Dimeriahkan Pameran dan Bursa Keris Pemkot Denpasar kembali Gelar ”Petinget Rahina” Tumpek Landep IX

 Kadis Perindag Denpasar, Wayan Gatra sedang memberikan penjelasan pelaksanaan Petinget Rahina Tumpek Landep pada SKPD dilingkungan Pemerintah Denpasar (sta)

Denpasar (Bisnis Bali) – Pemerintah Kota (Pemkot) Denpasar melalui Dinas Perindustrian dan Perdagangan Kota Denpasar kembali menggelar Petinget Rahina Tumpek Landep, yang kesembilan. Kegiatan tersebut akan dimeriahkan pameran aneka produk kerajinan Pande besi, perak dan emas, selain aneka kerajinan unggulan Denpasar lainnya.

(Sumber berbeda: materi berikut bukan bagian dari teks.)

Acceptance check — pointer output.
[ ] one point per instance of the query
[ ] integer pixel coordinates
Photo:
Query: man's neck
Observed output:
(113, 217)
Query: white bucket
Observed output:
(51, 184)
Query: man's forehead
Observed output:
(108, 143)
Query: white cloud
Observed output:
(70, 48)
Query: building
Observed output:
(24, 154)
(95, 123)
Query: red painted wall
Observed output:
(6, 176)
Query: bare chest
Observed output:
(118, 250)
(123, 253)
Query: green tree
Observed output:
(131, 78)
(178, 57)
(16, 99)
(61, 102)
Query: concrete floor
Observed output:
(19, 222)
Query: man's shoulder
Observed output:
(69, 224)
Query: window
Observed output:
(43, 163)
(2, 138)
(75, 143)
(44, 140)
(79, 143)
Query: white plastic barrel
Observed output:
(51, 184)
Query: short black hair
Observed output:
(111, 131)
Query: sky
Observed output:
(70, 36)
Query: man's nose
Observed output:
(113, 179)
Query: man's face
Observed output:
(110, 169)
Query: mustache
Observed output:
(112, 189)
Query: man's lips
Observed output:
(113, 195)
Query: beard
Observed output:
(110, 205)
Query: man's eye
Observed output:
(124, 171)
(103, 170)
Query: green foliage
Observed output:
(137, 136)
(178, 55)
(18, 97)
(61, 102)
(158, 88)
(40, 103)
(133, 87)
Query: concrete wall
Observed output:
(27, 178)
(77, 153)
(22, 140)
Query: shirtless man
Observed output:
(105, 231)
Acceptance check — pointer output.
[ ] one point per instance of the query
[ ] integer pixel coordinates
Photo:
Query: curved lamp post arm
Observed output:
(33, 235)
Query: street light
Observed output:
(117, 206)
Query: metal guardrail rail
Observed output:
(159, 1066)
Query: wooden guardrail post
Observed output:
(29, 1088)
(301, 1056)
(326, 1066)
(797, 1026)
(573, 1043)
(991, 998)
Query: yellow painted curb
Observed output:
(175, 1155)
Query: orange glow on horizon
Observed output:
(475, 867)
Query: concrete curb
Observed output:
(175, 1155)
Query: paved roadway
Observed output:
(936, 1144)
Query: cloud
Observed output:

Selain itu, juga dimeriahkan bursa keris dari berbagai daerah serta pada pembukaan akan dilaksanakan kirab keris keliling Lapangan Puputan Badung. Petinget Rahina Tumpek Landep di Kota Denpasar sampai 2016 yang lalu sudah enam kali mengangkat tentang Keris Pusaka. Tiga kali menerbitkan buku tentang Jelajah Keris Bali dan sekali pada 2016 lalu fokus pada kerajinan logam.

Hal tersebut membuka refleksi pemerintah bersama masyarakat Denpasar sangat merespon, mengapresiasi dan memuliakan Keris Pusaka sebagai Warisan Budaya Dunia. Sesuai dengan penghargaan UNESCO ”Keris as Masterpiece of a Oral and Intangible Heritage of Humanity ”(UNESCO, 2005).

Kepala Dinas Perindustrian dan Perdagangan Kota Denpasar, Drs. we Wayan Gatra, M.Si., yang didampingi Kabid Industri Logam dan Mesin, Elektronika dan Telematika dan Agro, we Nyoman Sudarsana, S.Sos.,M.Si., saat rapat koordinasi dengan SKPD terkait lainnya, Rabu (9/8), di aula kantor setempat. ‎

Menurut Wayan Gatra, pelaksanaan Petinget Rahina Tumpek Landep IX ini akan dibagikan buku rangkuman dari kegiatan saresehan, convention dan lainnya kepada pengunjung. Pelaksanaan kegiatan ini akan berlangsung 4 hari, yakni mulai Senin (28/8) hingga Kamis (31/8), bertempat di depan Museum Bali.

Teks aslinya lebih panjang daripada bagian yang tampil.